誰しも、その個人の人格があり、その人格の上に、社会的な肩書である「高校生」がのかっているだけで、その社会的肩書と人格は別だからである。
「官僚は、嘘つきだ」
こういうのも、おなじ類であろう。
女子高生に限らず、個人の人格を無視して、ひとくくりに語られるのは、決して愉快なことではない。
だが、私も含め、しばしばそれをしてしまう。
最近は、中国や韓国に対して同じことだ。
むろん、個人的に、街中でそういった外国人に腹が立つこともある。
ただ、それはその国の人、全体のことを指しているのではない。
しかし、最近は、その国の話題ですら、嫌悪感を持つ人もあり、これをされて、逆に仕方がないと思う外国人がいるのだろうかと思ってしまう。
歴史とは、残念ながら、この「見方」で、まったく違うものになる。
だからこそ、歴史の「見方」とは、その時の状況や、相手の立場を推測して、考えなければならない。
つまりは、「思いやり」をもって、見ることが大切だ。
どんな事情があるにせよ、自国を支配されれば、それを感謝する人はあまりいない。
どんな事情があるにせよ、悪事を働いた人と同じ分類をされて、喜ぶ人はあまりない。
どんな事情があるにせよ、自分が好感を持っていない人の仲間だといわれては不快であろう。

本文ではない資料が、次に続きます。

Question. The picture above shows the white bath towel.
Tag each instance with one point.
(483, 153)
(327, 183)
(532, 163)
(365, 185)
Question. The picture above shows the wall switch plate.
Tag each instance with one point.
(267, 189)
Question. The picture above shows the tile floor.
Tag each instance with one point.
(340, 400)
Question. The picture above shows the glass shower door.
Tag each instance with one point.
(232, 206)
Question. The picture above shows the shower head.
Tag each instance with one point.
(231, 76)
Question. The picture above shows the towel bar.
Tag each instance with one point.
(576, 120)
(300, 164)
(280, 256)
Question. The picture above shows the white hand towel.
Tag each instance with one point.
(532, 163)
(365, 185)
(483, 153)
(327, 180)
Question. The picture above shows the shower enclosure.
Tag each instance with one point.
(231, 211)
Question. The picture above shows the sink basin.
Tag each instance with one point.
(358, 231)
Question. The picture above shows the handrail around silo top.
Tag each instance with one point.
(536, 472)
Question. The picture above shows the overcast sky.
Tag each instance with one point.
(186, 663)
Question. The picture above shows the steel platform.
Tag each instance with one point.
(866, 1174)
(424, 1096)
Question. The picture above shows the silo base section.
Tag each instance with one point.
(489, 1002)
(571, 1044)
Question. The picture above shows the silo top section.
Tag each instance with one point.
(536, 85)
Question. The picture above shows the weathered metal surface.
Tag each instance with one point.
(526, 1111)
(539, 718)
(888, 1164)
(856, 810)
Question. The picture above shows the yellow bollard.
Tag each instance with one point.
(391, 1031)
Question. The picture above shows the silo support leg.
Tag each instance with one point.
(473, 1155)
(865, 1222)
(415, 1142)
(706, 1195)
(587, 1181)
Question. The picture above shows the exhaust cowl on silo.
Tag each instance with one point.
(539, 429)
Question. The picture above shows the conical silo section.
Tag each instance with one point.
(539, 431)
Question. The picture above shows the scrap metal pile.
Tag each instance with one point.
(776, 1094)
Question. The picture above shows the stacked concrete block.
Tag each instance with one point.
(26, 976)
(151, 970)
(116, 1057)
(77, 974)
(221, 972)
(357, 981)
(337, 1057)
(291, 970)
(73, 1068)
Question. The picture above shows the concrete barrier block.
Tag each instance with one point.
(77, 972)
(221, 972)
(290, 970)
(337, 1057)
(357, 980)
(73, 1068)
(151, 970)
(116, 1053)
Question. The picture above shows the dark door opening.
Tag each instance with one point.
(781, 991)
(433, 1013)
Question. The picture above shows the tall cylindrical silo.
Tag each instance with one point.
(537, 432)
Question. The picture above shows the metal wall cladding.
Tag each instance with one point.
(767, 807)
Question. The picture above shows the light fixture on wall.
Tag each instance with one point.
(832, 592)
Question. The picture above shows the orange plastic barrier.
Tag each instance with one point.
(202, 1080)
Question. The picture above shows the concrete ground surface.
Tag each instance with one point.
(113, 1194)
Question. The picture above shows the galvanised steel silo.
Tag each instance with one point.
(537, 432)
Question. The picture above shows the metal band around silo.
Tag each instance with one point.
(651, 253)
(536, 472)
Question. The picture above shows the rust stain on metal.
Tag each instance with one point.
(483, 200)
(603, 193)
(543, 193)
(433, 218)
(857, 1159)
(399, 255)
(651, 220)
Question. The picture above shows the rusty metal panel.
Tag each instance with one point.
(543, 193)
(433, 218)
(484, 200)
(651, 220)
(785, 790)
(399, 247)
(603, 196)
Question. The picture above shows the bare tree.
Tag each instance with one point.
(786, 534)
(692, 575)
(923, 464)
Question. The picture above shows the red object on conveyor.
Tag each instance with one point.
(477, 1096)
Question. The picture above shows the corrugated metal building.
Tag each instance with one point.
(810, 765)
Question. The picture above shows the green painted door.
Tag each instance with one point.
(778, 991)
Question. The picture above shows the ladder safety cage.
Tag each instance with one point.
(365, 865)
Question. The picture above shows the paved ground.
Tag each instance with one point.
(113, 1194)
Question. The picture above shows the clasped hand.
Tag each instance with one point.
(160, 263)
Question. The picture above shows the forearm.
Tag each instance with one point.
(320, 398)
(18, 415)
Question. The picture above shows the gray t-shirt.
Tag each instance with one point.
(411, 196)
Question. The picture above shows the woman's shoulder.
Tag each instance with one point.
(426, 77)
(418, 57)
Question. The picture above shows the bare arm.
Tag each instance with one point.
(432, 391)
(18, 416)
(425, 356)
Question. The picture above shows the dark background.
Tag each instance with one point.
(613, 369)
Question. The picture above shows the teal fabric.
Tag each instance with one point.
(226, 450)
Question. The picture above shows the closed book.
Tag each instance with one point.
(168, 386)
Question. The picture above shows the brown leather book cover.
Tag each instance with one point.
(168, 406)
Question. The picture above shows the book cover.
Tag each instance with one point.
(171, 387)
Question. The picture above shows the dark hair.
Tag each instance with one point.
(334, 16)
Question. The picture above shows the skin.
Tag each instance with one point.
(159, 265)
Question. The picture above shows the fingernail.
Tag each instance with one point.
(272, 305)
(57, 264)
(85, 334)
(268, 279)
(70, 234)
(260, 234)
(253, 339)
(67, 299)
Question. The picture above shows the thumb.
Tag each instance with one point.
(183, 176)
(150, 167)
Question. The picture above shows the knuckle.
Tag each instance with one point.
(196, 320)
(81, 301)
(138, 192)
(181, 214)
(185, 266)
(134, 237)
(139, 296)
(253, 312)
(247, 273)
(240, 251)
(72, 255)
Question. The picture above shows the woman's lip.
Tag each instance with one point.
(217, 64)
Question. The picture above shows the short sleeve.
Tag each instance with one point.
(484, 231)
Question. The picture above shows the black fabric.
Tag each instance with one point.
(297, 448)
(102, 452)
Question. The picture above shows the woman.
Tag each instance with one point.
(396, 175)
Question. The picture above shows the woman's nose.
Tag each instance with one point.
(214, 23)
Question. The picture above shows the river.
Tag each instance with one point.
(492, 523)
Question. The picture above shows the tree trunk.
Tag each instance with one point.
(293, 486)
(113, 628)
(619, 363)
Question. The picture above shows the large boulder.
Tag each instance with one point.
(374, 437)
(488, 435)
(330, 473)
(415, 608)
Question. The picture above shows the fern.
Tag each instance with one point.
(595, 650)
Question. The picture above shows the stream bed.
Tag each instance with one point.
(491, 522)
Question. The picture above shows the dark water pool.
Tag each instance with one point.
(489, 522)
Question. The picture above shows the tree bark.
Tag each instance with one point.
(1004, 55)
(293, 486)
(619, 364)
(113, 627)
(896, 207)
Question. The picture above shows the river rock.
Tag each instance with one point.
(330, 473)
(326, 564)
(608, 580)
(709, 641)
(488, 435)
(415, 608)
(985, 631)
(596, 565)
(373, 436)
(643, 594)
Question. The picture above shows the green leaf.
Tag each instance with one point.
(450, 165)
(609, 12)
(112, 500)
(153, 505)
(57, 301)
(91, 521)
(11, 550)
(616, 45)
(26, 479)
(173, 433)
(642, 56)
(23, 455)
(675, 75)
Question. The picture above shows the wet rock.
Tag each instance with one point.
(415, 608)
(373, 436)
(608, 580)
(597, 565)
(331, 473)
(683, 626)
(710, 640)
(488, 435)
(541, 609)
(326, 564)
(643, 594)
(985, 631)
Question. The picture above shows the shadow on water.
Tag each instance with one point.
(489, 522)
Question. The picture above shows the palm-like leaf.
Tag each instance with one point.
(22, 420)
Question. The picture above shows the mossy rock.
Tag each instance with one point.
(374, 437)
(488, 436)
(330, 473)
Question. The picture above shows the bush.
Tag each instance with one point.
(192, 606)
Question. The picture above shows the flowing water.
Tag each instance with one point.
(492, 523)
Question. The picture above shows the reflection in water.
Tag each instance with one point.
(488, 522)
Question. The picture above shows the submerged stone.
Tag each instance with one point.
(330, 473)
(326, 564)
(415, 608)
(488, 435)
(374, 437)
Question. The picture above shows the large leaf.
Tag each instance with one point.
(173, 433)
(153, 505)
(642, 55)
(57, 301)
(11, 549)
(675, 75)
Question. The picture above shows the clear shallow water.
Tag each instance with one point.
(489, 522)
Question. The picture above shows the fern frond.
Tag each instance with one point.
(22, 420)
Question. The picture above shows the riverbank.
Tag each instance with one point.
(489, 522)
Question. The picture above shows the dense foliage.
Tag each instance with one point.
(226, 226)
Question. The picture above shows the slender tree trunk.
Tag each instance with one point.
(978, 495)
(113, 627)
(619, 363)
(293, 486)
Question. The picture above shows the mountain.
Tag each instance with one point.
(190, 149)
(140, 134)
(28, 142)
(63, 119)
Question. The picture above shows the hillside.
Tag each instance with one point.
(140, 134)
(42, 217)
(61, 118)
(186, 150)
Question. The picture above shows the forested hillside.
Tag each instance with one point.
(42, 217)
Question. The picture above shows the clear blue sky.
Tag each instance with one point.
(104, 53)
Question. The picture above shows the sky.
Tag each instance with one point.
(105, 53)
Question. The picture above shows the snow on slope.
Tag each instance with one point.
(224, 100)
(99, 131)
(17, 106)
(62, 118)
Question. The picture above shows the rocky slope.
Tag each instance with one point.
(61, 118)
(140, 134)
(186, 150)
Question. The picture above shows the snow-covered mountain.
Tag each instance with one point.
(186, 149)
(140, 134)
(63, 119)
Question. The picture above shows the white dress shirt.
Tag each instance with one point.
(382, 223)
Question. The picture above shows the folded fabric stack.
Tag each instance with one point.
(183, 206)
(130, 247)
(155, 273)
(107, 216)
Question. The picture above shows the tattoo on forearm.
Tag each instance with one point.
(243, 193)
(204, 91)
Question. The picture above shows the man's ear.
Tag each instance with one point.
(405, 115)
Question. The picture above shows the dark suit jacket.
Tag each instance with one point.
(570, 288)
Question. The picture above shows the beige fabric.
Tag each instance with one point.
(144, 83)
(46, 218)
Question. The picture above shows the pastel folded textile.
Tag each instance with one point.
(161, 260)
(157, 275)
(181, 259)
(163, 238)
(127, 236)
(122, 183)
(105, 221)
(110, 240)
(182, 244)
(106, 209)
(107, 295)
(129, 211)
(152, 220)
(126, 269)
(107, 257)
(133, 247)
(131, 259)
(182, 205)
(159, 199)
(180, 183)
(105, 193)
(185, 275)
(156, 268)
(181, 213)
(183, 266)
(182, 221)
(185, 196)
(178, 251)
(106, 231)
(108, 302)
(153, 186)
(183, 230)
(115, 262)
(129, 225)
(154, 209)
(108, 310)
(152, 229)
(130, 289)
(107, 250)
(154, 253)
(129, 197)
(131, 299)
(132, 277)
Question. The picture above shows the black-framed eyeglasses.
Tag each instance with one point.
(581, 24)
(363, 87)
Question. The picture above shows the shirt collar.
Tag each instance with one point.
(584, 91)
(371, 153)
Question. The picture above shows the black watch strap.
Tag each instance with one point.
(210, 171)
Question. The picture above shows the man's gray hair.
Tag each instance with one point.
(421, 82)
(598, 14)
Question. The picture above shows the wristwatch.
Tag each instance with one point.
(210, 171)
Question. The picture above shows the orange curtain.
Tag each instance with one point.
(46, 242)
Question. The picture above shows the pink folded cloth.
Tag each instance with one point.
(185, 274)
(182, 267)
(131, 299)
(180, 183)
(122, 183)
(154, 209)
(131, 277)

最近の世の風潮や学校教育は、どうにもこうした個々ではなく、全体、つまりは集団での判断・評価を良しとする傾向が強くないか?
みんなが同じ考え、同じ感想、、、、なんとも不気味だ。
個々の在り方を尊重し、個々の考えを大切にし、「全体主義」に陥らない社会、教育であってほしい。
少なくとも、国際化を目指すなら、個々の尊重こそ、絶対に譲ってはならない。